Limitations & Future Work

  1. Evaluation is limited to three VLMs; newer models (e.g., Qwen2-VL, LLaMA-3.2-Vision) are not tested — the appendix provides preliminary results but lacks depth.
  2. Noise augmentation is applied only during fine-tuning; integrating it into pretraining may yield further gains.
  3. The DiffPure timestep \(t^*\) must be chosen according to attack strength; an adaptive timestep selection mechanism could be explored.
  4. The safety dataset is relatively small (6,467 samples in total); extending to more tasks and safety categories may further improve performance.

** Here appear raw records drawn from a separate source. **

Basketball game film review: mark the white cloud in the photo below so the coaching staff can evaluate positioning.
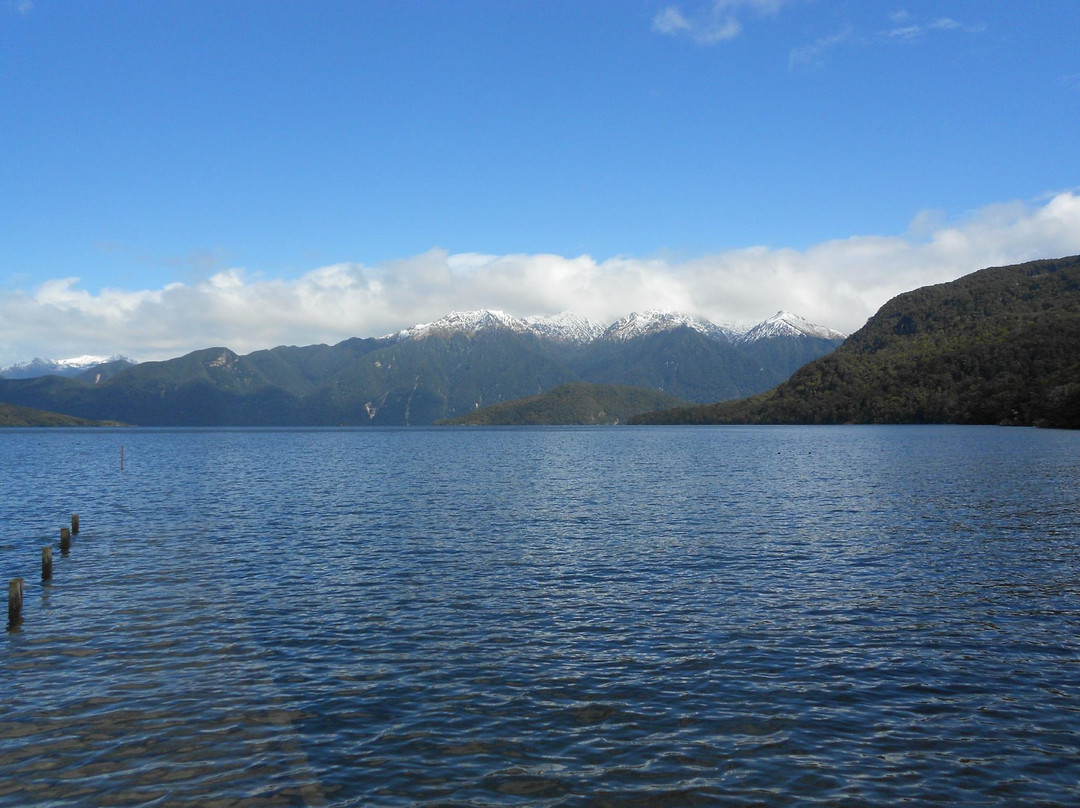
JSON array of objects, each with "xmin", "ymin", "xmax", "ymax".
[
  {"xmin": 652, "ymin": 0, "xmax": 791, "ymax": 45},
  {"xmin": 0, "ymin": 190, "xmax": 1080, "ymax": 366},
  {"xmin": 787, "ymin": 26, "xmax": 854, "ymax": 69},
  {"xmin": 881, "ymin": 12, "xmax": 986, "ymax": 42}
]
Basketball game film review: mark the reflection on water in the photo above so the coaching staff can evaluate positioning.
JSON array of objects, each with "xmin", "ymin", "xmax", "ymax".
[{"xmin": 0, "ymin": 428, "xmax": 1080, "ymax": 806}]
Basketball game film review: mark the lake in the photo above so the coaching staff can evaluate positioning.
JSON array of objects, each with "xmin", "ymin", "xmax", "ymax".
[{"xmin": 0, "ymin": 427, "xmax": 1080, "ymax": 806}]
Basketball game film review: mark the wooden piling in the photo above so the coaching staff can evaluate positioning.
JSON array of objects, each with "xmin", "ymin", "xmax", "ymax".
[{"xmin": 8, "ymin": 578, "xmax": 23, "ymax": 628}]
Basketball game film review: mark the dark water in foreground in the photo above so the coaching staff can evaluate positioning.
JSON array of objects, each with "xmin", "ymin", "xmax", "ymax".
[{"xmin": 0, "ymin": 427, "xmax": 1080, "ymax": 806}]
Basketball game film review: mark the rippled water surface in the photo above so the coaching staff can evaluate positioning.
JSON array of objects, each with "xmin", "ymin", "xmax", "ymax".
[{"xmin": 0, "ymin": 427, "xmax": 1080, "ymax": 806}]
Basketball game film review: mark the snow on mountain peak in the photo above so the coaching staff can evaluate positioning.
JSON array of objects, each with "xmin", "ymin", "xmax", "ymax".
[
  {"xmin": 387, "ymin": 309, "xmax": 529, "ymax": 339},
  {"xmin": 523, "ymin": 312, "xmax": 607, "ymax": 344},
  {"xmin": 604, "ymin": 309, "xmax": 731, "ymax": 340},
  {"xmin": 384, "ymin": 309, "xmax": 845, "ymax": 345},
  {"xmin": 0, "ymin": 353, "xmax": 137, "ymax": 379},
  {"xmin": 739, "ymin": 310, "xmax": 846, "ymax": 342}
]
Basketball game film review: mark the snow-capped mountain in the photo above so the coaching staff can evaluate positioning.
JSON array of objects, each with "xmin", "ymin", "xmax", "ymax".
[
  {"xmin": 0, "ymin": 353, "xmax": 137, "ymax": 379},
  {"xmin": 522, "ymin": 312, "xmax": 605, "ymax": 345},
  {"xmin": 383, "ymin": 309, "xmax": 529, "ymax": 341},
  {"xmin": 384, "ymin": 309, "xmax": 845, "ymax": 345},
  {"xmin": 735, "ymin": 311, "xmax": 847, "ymax": 344},
  {"xmin": 603, "ymin": 309, "xmax": 738, "ymax": 340}
]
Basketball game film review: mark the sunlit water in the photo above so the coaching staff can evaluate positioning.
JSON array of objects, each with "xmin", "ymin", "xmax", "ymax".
[{"xmin": 0, "ymin": 427, "xmax": 1080, "ymax": 806}]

  • Relationship to VLGuard: Robust-VLGuard extends VLGuard by incorporating image-text misaligned scenarios and noise-augmented training, essentially integrating robustness as a dimension of safety.

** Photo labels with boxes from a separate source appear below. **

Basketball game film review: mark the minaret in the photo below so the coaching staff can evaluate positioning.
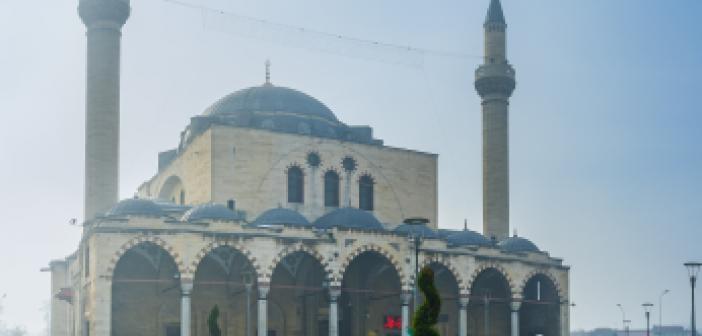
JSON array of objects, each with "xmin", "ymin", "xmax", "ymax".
[
  {"xmin": 78, "ymin": 0, "xmax": 130, "ymax": 220},
  {"xmin": 475, "ymin": 0, "xmax": 515, "ymax": 240}
]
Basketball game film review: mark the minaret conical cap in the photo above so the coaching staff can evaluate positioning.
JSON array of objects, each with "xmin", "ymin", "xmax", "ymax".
[{"xmin": 485, "ymin": 0, "xmax": 507, "ymax": 24}]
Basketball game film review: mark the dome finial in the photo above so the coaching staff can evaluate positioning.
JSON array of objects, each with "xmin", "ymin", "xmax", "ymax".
[{"xmin": 266, "ymin": 59, "xmax": 271, "ymax": 85}]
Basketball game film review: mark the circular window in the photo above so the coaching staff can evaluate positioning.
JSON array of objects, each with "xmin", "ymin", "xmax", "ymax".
[
  {"xmin": 341, "ymin": 156, "xmax": 357, "ymax": 173},
  {"xmin": 307, "ymin": 152, "xmax": 322, "ymax": 167}
]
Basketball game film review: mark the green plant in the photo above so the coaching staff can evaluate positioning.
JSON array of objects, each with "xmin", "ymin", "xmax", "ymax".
[
  {"xmin": 207, "ymin": 305, "xmax": 222, "ymax": 336},
  {"xmin": 412, "ymin": 267, "xmax": 441, "ymax": 336}
]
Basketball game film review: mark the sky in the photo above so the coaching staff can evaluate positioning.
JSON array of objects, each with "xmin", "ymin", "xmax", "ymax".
[{"xmin": 0, "ymin": 0, "xmax": 702, "ymax": 332}]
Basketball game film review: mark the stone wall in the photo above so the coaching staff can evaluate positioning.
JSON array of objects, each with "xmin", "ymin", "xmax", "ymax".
[{"xmin": 63, "ymin": 218, "xmax": 568, "ymax": 335}]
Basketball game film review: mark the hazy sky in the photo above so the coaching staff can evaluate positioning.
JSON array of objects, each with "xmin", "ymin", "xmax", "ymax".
[{"xmin": 0, "ymin": 0, "xmax": 702, "ymax": 331}]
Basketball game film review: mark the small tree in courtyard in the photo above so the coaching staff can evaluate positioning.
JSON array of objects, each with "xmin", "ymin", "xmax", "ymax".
[
  {"xmin": 207, "ymin": 305, "xmax": 222, "ymax": 336},
  {"xmin": 412, "ymin": 267, "xmax": 441, "ymax": 336}
]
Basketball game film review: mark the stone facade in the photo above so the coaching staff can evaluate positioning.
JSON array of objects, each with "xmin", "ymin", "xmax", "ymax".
[
  {"xmin": 139, "ymin": 126, "xmax": 438, "ymax": 228},
  {"xmin": 49, "ymin": 0, "xmax": 569, "ymax": 336},
  {"xmin": 54, "ymin": 216, "xmax": 568, "ymax": 335}
]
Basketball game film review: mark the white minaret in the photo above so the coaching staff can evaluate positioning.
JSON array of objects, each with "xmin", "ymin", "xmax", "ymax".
[
  {"xmin": 78, "ymin": 0, "xmax": 130, "ymax": 220},
  {"xmin": 475, "ymin": 0, "xmax": 515, "ymax": 240}
]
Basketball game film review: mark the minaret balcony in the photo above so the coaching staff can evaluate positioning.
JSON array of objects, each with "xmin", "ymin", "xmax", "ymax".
[{"xmin": 475, "ymin": 63, "xmax": 516, "ymax": 98}]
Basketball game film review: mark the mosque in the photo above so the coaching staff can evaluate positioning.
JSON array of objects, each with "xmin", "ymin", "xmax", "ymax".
[{"xmin": 45, "ymin": 0, "xmax": 570, "ymax": 336}]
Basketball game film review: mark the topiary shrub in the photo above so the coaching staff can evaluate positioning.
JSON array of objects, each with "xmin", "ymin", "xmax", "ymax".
[
  {"xmin": 412, "ymin": 267, "xmax": 441, "ymax": 336},
  {"xmin": 207, "ymin": 305, "xmax": 222, "ymax": 336}
]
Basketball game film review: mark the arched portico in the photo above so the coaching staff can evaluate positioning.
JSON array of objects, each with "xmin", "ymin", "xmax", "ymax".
[
  {"xmin": 468, "ymin": 268, "xmax": 512, "ymax": 336},
  {"xmin": 111, "ymin": 242, "xmax": 181, "ymax": 336},
  {"xmin": 191, "ymin": 245, "xmax": 258, "ymax": 336},
  {"xmin": 419, "ymin": 262, "xmax": 468, "ymax": 335},
  {"xmin": 519, "ymin": 273, "xmax": 561, "ymax": 336},
  {"xmin": 267, "ymin": 251, "xmax": 329, "ymax": 336},
  {"xmin": 339, "ymin": 251, "xmax": 403, "ymax": 336}
]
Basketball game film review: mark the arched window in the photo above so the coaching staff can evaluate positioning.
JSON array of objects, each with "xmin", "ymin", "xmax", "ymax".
[
  {"xmin": 358, "ymin": 175, "xmax": 374, "ymax": 211},
  {"xmin": 324, "ymin": 170, "xmax": 339, "ymax": 207},
  {"xmin": 288, "ymin": 166, "xmax": 305, "ymax": 203}
]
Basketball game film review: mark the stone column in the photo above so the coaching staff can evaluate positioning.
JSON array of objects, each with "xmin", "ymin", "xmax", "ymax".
[
  {"xmin": 180, "ymin": 280, "xmax": 193, "ymax": 336},
  {"xmin": 78, "ymin": 0, "xmax": 131, "ymax": 220},
  {"xmin": 509, "ymin": 301, "xmax": 522, "ymax": 336},
  {"xmin": 90, "ymin": 276, "xmax": 112, "ymax": 336},
  {"xmin": 458, "ymin": 294, "xmax": 469, "ymax": 336},
  {"xmin": 560, "ymin": 301, "xmax": 570, "ymax": 336},
  {"xmin": 400, "ymin": 292, "xmax": 412, "ymax": 336},
  {"xmin": 258, "ymin": 284, "xmax": 271, "ymax": 336},
  {"xmin": 49, "ymin": 260, "xmax": 69, "ymax": 336},
  {"xmin": 475, "ymin": 1, "xmax": 516, "ymax": 240},
  {"xmin": 329, "ymin": 287, "xmax": 341, "ymax": 336}
]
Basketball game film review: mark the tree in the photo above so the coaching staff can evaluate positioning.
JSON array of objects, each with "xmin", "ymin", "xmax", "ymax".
[
  {"xmin": 412, "ymin": 267, "xmax": 441, "ymax": 336},
  {"xmin": 207, "ymin": 305, "xmax": 222, "ymax": 336}
]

  • Relationship to the original DiffPure: The original DiffPure targets image classifiers; this work adapts it to the VLM setting and discovers its distinctive property of "distribution shifting" rather than "denoising."
  • Insight: VLM safety is not solely a content-level issue — signal-level noise can also break safety alignment — suggesting that safety training should consider a broader attack surface.

Rating

  • Novelty: ⭐⭐⭐⭐ The discovery of Gaussian noise vulnerability is novel, and the DiffPure-VLM compositional design is elegant.
  • Experimental Thoroughness: ⭐⭐⭐⭐ Three base models, multiple attack strengths, and detailed ablations, though a wider variety of VLMs would strengthen the results.
  • Writing Quality: ⭐⭐⭐⭐ Clear logic, progressing coherently from problem identification to solution.
  • Value: ⭐⭐⭐⭐ Reveals an important blind spot in VLM safety; the defense framework is practical and generalizable.